Right click on the change in the Changes tab and select "Discard Changes".

Now go back to your file and re-open it. You'll see that your work is now returned to you.

Activity 5 minutes:

Use your file browser to delete (drag them to the trash) all the files inside your repository folder (but not the folder itself). Use the discard changes feature to restore all the files. Mac users, you may see a .DS_store file show up. You can safely add that to your ignored files.

Activity 5 minutes:

Delete the entire folder from your computer and reclone the repository to your computer. Hint: github destop will prompt you to reclone it.

Issues and Pull Requests: Collaborating with other people

One of the best parts of GitHub is collaboration with other people. However, you don't necessarily want to give people all over the world access to read and write to your stuff. Issues and pull requests help with this.

  • Issues are when someone says "Here's a problem, but I don't have a solution to give you."
  • Pull requests are when someone says "Here's a file with a solution. What do you think of it?"

Activities:

  • Open some issues on your neighbors' repositories.
  • Send me some pull requests for the forks you made of the original repository.

Branches: When you're testing things out, or need different versions

If we take a look at this lesson itself (the github-training-brain-dumps one), it has footprints of different versions in both its history and its branches.

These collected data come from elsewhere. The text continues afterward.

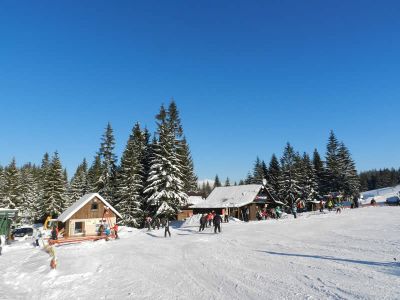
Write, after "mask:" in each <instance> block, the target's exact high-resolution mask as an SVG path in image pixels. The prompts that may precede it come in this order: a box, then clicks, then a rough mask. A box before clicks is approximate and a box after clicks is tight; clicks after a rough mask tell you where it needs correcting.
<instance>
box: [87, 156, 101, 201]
mask: <svg viewBox="0 0 400 300" xmlns="http://www.w3.org/2000/svg"><path fill="white" fill-rule="evenodd" d="M102 174H103V166H102V164H101V158H100V155H96V156H95V158H94V161H93V163H92V165H91V166H90V168H89V170H88V188H89V191H90V192H92V193H99V192H100V191H101V190H102V189H103V188H104V182H103V180H102Z"/></svg>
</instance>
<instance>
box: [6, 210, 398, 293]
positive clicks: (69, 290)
mask: <svg viewBox="0 0 400 300" xmlns="http://www.w3.org/2000/svg"><path fill="white" fill-rule="evenodd" d="M222 230H223V232H222V233H221V234H217V235H216V234H214V233H213V232H211V231H210V229H209V228H208V229H206V231H204V232H203V233H198V232H196V231H197V228H194V227H185V228H174V229H172V230H171V233H172V238H167V239H165V238H164V237H163V232H162V231H161V230H160V231H157V230H156V231H151V232H150V233H147V232H146V231H140V230H133V231H132V232H123V233H121V239H120V240H116V241H110V242H105V241H98V242H88V243H84V244H79V245H68V246H61V247H58V248H57V249H56V251H57V256H58V260H59V261H58V268H57V270H50V268H49V262H50V258H49V255H48V254H47V253H45V252H44V251H43V250H39V249H34V248H33V247H32V246H31V245H30V244H29V243H28V242H17V243H14V244H13V245H12V246H10V247H7V248H6V249H5V250H4V253H3V256H0V299H400V288H399V286H400V264H399V262H398V261H399V260H400V237H399V233H400V207H368V208H360V209H354V210H350V209H346V210H344V211H343V213H342V214H341V215H336V214H335V213H329V214H323V215H311V214H308V215H306V214H304V215H303V216H301V217H299V218H298V219H296V220H295V219H293V218H292V217H291V216H289V218H287V219H284V220H279V221H275V220H269V221H261V222H250V223H238V222H235V223H229V224H222ZM393 258H397V262H395V261H394V259H393Z"/></svg>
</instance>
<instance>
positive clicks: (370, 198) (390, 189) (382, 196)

Elizabeth Wickes wrote the first version of this for the iSchool's LIS 452 class, which includes Python.

However, we haven't had Python yet in this workshop, so I modified the lesson to remove Jupyter information, and added the issues, pull requests, and branches segments instead.

I kept Elizabeth's original edition in a branch called Archive, though (mostly for showing branching, because she still has her own original in her own repository). I've also used branches for things like making distinctions between "regular" Software Carpentry versions and "IT Pro-specific" Software Carpentry versions.

Activity: Take a look at the differences between the "archive" edition of this instructions file and the "master" version in the web interface.

Now go into GitHub Desktop and click on Current Branch to see the list of options there. (You'll probably have fewer options than I do, but if you're looking at a clone of someone else's repository, you should at least have upstream/master.)

That archive branch is an example of a branch keeping an easy-access "past tense" snapshot. (I deleted a file from the master that's still available in the archive.)

They're also regularly used for "future tense" editions. The "master" branch is kept good for release, the "published" edition, and new developments are worked on in side branches until they're ready to be released by integrating them into the master. So if I was working on a new edition of this with screen shots, but other people were relying on having the master ready to teach from at any moment, I could have a "working" branch where I was putting that draft together and push the whole thing to the master when it was ready for fully public consumption.

(I say "fully" because if you use a public space on GitHub, people can look at your other branches too. But the "master" is generally regarded as "the officially published version" and the easiest to get hold of.)

Activity, if time permits: After trading pull requests with your partners, put your partner's file in a branch with their name on it.